Le vocabulaire productif des jeunes enfants est quantitativement et qualitativement très différent de celui des adultes (Fenson et al., 1993). Entre 1 et 3 ans, le vocabulaire des enfants est limité et les premiers mots peuvent être assez éloignés de la cible adulte ; éloignés phonologiquement, sémantiquement et/ou grammaticalement. Par ailleurs, certains mots sont acquis avant et/ou sont produits avec plus d’exactitude que les autres. Plusieurs facteurs ont été envisagés comme facteurs explicatifs des caractéristiques des premiers vocabulaires des enfants : le développement articulatoire lié au développement biomécanique de l’enfant, le développement conceptuel lié à son développement cognitif mais également l’input, c’est-à-dire la quantité et la nature des données linguistiques dans lesquelles l’enfant grandit. Mais peu de travaux considère la combinaison de ces facteurs.

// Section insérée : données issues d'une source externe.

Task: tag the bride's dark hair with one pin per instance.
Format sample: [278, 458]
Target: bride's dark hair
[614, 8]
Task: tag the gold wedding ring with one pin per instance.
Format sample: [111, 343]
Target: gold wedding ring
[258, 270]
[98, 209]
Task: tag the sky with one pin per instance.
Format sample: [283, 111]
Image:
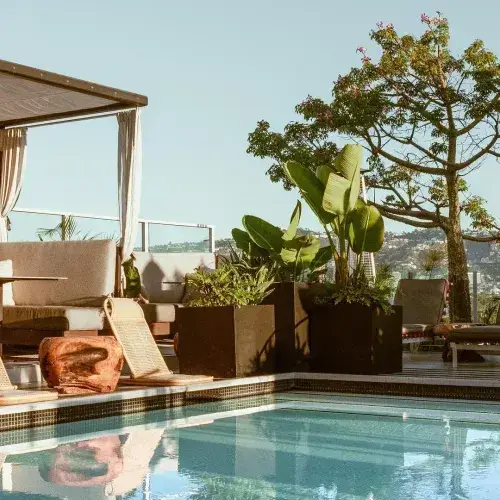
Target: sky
[211, 70]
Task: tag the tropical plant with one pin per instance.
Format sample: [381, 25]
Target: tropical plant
[351, 225]
[488, 305]
[229, 285]
[294, 257]
[428, 118]
[432, 258]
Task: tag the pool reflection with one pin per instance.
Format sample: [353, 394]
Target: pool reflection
[276, 454]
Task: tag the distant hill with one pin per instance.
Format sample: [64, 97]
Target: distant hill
[401, 251]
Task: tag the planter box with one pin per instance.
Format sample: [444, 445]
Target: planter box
[292, 326]
[226, 342]
[352, 338]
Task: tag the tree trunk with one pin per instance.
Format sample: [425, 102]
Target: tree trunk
[460, 309]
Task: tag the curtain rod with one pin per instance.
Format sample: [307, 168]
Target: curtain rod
[70, 120]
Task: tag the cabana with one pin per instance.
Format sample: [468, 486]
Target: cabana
[31, 97]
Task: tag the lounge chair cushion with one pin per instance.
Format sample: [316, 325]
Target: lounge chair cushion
[53, 318]
[89, 265]
[163, 274]
[156, 312]
[478, 334]
[422, 300]
[417, 330]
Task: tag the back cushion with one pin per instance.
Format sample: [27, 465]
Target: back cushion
[89, 265]
[422, 300]
[163, 274]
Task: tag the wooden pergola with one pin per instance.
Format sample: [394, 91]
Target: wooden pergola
[32, 96]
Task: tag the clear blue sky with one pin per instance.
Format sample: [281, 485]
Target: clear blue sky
[211, 70]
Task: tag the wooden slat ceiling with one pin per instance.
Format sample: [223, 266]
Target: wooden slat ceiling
[28, 95]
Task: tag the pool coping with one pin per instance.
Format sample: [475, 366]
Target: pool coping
[143, 399]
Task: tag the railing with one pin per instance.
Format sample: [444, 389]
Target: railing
[144, 224]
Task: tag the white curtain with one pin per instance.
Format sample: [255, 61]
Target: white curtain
[129, 178]
[12, 164]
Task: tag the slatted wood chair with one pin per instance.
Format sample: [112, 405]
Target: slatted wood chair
[144, 359]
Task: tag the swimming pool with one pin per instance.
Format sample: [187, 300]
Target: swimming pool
[282, 446]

Ce projet a pour objectif d’étudier l’acquisition lexicale, et plus particulièrement l’ordre d’acquisition des mots et la justesse de production dans une perspective translinguistique, longitudinale et holistique. Il s’agit de décrire et de modéliser la trajectoire d’acquisition du lexique chez les enfants en tenant compte de facteurs de nature différente : les facteurs liés aux capacités articulatoires (complexité articulatoire), aux capacités cognitives (catégorisation et mémoire) et aux caractéristiques de l’input (fréquence, densité de voisinage, contexte syntaxique, contexte situationnel). Ces facteurs jouent un rôle plus ou moins important sur le développement du lexique de l’enfant en fonction de son âge. Même si le développement du français sera toujours placé comme point de référence dans les travaux menés, une perspective translinguistique sera également adoptée afin de tenir compte dans notre modélisation des différences structurelles et fonctionnelles qui existent au sein des langues et de leur utilisation. Les analyses portent sur des corpora d’interactions adulte-enfant et des comptes rendus parentaux dans des milieux monolingues (français, anglais, tunisien, tachelhit) ou bilingue (français/portugais, thèse en cours Daniela Valente). L’intérêt de considérer ces langues en particulier réside également en leur appartenance à des familles de langue différentes et à leurs caractéristiques phonétiques et phonologiques très différenciées. L’ajout de populations bilingues permet également de mieux mesurer l’influence de l’input (qualité et quantité) sur le développement lexical. Une partie des corpora a été rassemblée dans le cadre de l'ANR PREMS 2012-2015.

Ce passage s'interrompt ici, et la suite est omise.